After Brody was done hyperventilating as far from the water and the "damn shark" as he could get, he sank to the ground and stayed there for a minute or two. Ruth didn't dare move except to scoot away from the water's edge inch by inch until she was as close as she dared to get to the shark's spilled innards. When Brody's labored breathing had finally calmed, Hooper walked over to him and wordlessly extended his hand to Brody, which the chief gratefully took with equal silence. A minute passed when they did nothing but stand there, Ruth watching in a daze. Then Hooper and Brody pulled each other into a hug, a back pat, and the two parted. Brody and Hooper noticed Ruth looking entranced, slightly hazy, and Hooper beat the still unsteady Brody to her to help her up as well. He leaned down to close between them their height difference, and his blue eyes peered into her clouded brown ones.

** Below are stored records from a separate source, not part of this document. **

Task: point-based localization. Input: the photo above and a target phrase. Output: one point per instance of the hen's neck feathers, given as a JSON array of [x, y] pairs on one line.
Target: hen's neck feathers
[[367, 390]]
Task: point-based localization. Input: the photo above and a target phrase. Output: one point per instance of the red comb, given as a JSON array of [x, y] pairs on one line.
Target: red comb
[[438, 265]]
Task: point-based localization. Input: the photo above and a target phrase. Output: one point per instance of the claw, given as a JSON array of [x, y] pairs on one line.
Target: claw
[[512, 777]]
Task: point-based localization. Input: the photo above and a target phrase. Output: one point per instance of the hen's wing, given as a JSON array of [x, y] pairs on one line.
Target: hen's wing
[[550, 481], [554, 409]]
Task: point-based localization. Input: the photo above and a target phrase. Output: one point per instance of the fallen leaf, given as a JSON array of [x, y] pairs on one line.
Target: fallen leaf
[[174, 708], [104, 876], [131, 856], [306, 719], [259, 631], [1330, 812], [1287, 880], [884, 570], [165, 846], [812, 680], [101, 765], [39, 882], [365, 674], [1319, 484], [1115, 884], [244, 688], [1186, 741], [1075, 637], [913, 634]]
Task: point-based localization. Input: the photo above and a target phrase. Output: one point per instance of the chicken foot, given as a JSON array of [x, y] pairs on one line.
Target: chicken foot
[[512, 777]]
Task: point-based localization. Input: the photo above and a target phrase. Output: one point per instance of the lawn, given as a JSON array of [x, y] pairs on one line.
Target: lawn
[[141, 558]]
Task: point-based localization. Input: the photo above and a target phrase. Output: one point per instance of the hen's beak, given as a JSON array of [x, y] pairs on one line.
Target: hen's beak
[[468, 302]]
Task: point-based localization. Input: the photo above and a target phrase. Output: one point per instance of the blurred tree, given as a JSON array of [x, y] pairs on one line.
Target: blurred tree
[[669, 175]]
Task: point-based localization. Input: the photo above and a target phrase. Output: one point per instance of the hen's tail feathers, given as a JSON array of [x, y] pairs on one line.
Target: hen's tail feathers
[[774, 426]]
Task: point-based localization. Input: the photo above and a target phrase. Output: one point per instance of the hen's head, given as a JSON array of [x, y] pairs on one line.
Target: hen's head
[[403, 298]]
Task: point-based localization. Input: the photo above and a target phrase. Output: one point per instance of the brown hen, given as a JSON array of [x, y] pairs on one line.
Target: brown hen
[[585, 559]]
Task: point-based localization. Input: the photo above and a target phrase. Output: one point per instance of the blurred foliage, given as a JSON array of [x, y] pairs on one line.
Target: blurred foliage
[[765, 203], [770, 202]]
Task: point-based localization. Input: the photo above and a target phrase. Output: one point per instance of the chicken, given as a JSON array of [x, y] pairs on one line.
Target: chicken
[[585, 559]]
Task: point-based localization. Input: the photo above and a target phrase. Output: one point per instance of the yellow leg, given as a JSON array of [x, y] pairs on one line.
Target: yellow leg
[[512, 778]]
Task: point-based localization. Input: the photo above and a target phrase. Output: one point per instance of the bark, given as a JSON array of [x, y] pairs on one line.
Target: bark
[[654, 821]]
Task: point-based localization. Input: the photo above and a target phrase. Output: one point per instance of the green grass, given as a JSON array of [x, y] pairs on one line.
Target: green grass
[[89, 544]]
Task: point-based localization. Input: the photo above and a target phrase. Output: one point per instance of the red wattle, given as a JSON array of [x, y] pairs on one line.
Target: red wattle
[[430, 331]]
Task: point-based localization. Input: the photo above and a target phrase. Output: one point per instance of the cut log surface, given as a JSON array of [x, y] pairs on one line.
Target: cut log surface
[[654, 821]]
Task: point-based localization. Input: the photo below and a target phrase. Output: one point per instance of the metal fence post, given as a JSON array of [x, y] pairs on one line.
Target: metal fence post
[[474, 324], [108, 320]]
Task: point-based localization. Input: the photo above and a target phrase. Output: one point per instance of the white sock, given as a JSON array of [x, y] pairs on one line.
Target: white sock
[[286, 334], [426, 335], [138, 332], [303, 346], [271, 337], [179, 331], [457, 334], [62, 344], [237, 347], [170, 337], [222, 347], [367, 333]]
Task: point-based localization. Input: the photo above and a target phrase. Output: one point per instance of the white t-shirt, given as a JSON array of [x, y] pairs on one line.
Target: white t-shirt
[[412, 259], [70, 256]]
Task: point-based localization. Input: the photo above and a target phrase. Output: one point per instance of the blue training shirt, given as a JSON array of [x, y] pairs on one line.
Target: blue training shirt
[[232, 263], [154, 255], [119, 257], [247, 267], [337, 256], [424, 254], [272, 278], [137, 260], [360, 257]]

"You okay, Ruth?" He asked quietly. Ruth nodded as Brody watched intently. Hooper instinctively placed a hand on the small of her back and led her towards Brody, unaware of what he was doing and the effect it was having on Ruth as she began to come out of her daze. Brody slung an arm over both their backs and the three walked away from the docks, completely unconcerned now with the shark that lay dead on the barnacle-spotted, milky-white-washed wood, the least of their problems.